Re: [PATCH v6 19/22] x86/resctrl: Introduce the interface to switch between monitor modes

From: Peter Newman
Date: Mon Aug 19 2024 - 14:27:57 EST


Hi Reinette,

On Mon, Aug 19, 2024 at 7:53 AM Reinette Chatre
<reinette.chatre@xxxxxxxxx> wrote:
>
> Hi Peter and James,
>
> On 8/16/24 11:09 AM, Reinette Chatre wrote:
> > Hi Peter,
> >
> > On 8/16/24 10:16 AM, Peter Newman wrote:
> >> Hi Reinette,
> >>
> >> On Fri, Aug 16, 2024 at 10:01 AM Reinette Chatre
> >> <reinette.chatre@xxxxxxxxx> wrote:
> >>>
> >>> Hi James,
> >>>
> >>> On 8/16/24 9:31 AM, James Morse wrote:
> >>>> Hi Babu,
> >>>>
> >>>> On 06/08/2024 23:00, Babu Moger wrote:
> >>>>> Introduce interface to switch between ABMC and legacy modes.
> >>>>>
> >>>>> By default ABMC is enabled on boot if the feature is available.
> >>>>> Provide the interface to go back to legacy mode if required.
> >>>>
> >>>> I may have missed it on an earlier version ... why would anyone want the non-ABMC
> >>>> behaviour on hardware that requires it: counters randomly reset and randomly return
> >>>> 'Unavailable'... is that actually useful?
> >>>>
> >>>> You default this to on, so there isn't a backward compatibility argument here.
> >>>>
> >>>> It seems like being able to disable this is a source of complexity - is it needed?
> >>>
> >>> The ability to go back to legacy was added while looking ahead to support the next
> >>> "assignable counter" feature that is software based ("soft-RMID" .. "soft-ABMC"?).
> >>>
> >>> This series adds support for ABMC on recent AMD hardware to address the issue described
> >>> in cover letter. This issue also exists on earlier AMD hardware that does not have the ABMC
> >>> feature and Peter is working on a software solution to address the issue on non-ABMC hardware.
> >>> This software solution is expected to have the same interface as the hardware solution but
> >>> earlier discussions revealed that it may introduce extra latency that users may only want to
> >>> accept during periods of active monitoring. Thus the option to disable the counter assignment
> >>> mode.
> >>
> >> Sorry again for the soft-RMID/soft-ABMC confusion[1], it was soft-RMID
> >> that impacted context switch latency. Soft-ABMC does not require any
> >> additional work at context switch.
> >
> > No problem. I did read [1] but I do not think I've seen soft-ABMC yet so
> > my understanding of what it does is vague.
> >
> >> The only disadvantage to soft-ABMC I can think of is that it also
> >> limits reading llc_occupancy event counts to "assigned" groups,
> >> whereas without it, llc_occupancy works reliably on all RMIDs on AMD
> >> hardware.
> >
> > hmmm ... keeping original llc_occupancy behavior does seem useful enough
> > as motivation to keep the "legacy"/"default" mbm_assign_mode? It does sound
> > to me as though soft-ABMC may not be as accurate when it comes to llc_occupancy.
> > As I understand the hardware may tag entries in cache with RMID and that has a longer
> > lifetime than the tasks that allocated that data into the cache. If soft-ABMC
> > permanently associates an RMID with a local and total counter pair but that
> > RMID is dynamically assigned to resctrl groups then a group may not always
> > get the same RMID ... and thus its llc_occupancy data would be a combination of
> > its cache allocations and all the cache allocations of resource groups that had
> > that RMID before it. This may need significantly enhanced "limbo" handling?
>

For the use case of soft-ABMC that I'm aware of, it would be better to
disable llc_occupancy events and accept it as a limitation as we're
not using this feature. I don't want to slow down the rate at which
MBM counters could be reassigned. Over the course of a multiple-second
bandwidth measurement window on a bandwidth-saturated host, a previous
group's initial cache occupancy isn't significant enough to justify a
limbo period, especially when padded out to 1 second.
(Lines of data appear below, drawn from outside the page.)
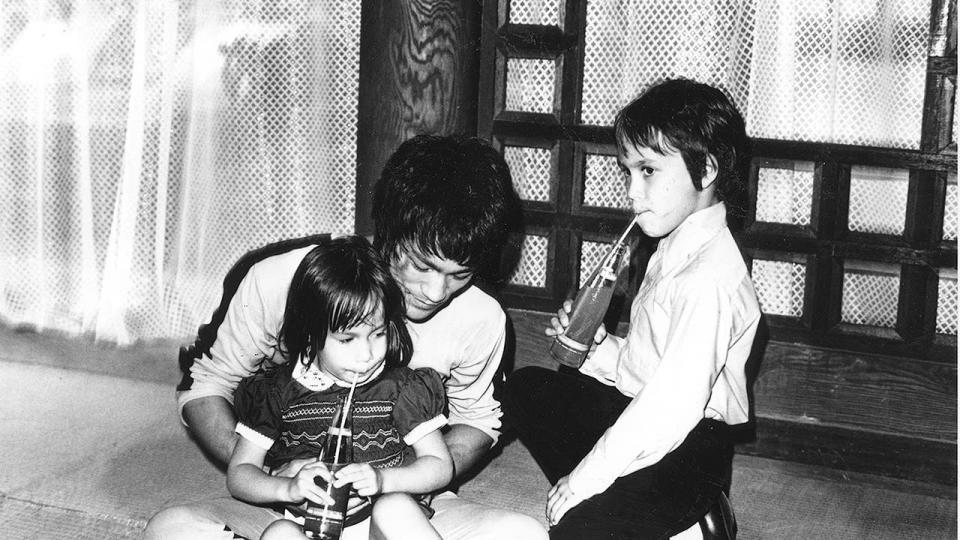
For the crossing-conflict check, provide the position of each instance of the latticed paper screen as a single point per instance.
(149, 143)
(850, 72)
(839, 72)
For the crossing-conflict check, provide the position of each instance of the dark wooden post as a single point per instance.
(418, 74)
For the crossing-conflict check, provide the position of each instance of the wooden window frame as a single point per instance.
(824, 244)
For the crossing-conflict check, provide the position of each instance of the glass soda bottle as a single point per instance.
(589, 307)
(323, 521)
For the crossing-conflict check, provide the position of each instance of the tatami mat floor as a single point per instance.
(93, 447)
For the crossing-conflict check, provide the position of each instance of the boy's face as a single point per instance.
(428, 282)
(661, 190)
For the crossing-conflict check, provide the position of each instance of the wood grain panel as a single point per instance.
(418, 74)
(821, 386)
(884, 394)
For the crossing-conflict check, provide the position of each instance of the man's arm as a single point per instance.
(212, 423)
(467, 445)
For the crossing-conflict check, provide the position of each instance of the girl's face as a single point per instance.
(359, 350)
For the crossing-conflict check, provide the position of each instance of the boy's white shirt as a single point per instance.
(464, 342)
(692, 325)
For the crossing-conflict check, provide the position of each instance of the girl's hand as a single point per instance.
(365, 479)
(560, 499)
(303, 485)
(560, 323)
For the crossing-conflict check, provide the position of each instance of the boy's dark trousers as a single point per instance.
(560, 415)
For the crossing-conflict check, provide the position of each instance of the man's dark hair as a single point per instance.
(697, 120)
(448, 196)
(338, 285)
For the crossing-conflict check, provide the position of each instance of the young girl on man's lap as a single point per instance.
(343, 322)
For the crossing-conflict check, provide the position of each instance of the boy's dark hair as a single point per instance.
(338, 285)
(697, 120)
(448, 196)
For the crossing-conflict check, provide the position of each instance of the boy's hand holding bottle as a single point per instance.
(559, 324)
(581, 320)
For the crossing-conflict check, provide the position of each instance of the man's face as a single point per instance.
(661, 190)
(428, 281)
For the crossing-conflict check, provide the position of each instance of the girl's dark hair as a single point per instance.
(697, 120)
(448, 196)
(338, 285)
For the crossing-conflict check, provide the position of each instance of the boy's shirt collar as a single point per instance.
(695, 231)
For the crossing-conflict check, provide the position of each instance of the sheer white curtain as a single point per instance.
(841, 71)
(146, 144)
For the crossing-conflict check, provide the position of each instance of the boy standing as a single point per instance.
(640, 448)
(442, 209)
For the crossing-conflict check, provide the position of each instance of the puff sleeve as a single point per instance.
(420, 405)
(256, 403)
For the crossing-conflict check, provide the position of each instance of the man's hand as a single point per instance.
(291, 468)
(213, 424)
(560, 499)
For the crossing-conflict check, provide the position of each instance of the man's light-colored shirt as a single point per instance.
(464, 342)
(692, 325)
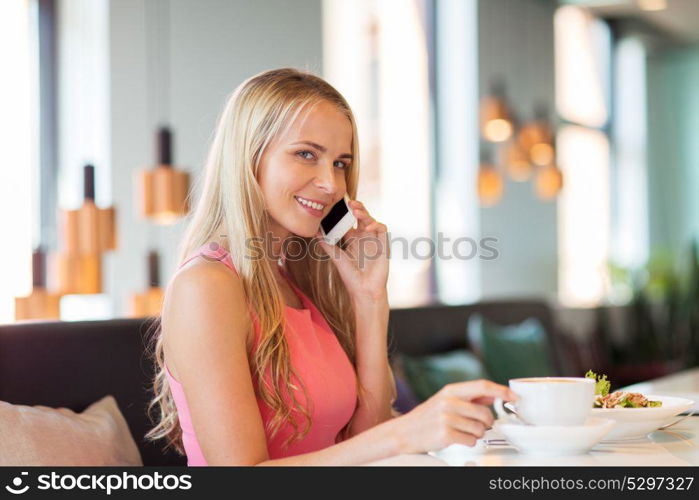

I would feel differently if my users were more interested in
llc_occupancy counts and it was possible for the LLC to immediately
notify when the occupancy threshold for any of a set of groups has
been crossed.

> To expand on this we may have to rework the interface if the counters can be
> assigned to events other than MBM.
>
> James: could you please elaborate how you plan to use this feature and if this
> interface works for the planned usage?
>
> Peter: considering the previous example [1] where soft-ABMC was using the "mbm_control"
> interface I do not think it is ideal to only use the "t" and "l" flags while
> llc_occupancy is also enabled/disabled via this interface. We should consider
> (a) renaming the control file to indicate larger scope than MBM, (b) add flags
> for llc_occupancy. What do you think? I believe this is in line with stated goal
> from [1]: "I believe mbm_control should always accurately reflect which events
> are being counted."

I should have said, "I believe mbm_control should always accurately
reflect which _MBM_ events are being counted."

In general, MBM requires maintaining cumulative, running counts, while
llc_occupancy is only a snapshot of cache usage. This is why MBM
results in contended resources (counters) which must be managed by the
user. In the MPAM implementations I've seen so far, a small number
(relative to the number of monitoring groups supported) of occupancy
monitors is sufficient for a large number of groups, because it only
limits the number of monitoring groups' occupancy counts which can be
read in parallel and can be adequately managed within the MPAM driver
without user interaction.

Because of this, broadening the scope of mbm_control to include
occupancy would only serve to remind the user whether occupancy is
supported, but would provide no new information beyond what's already
provided by mon_features.

-Peter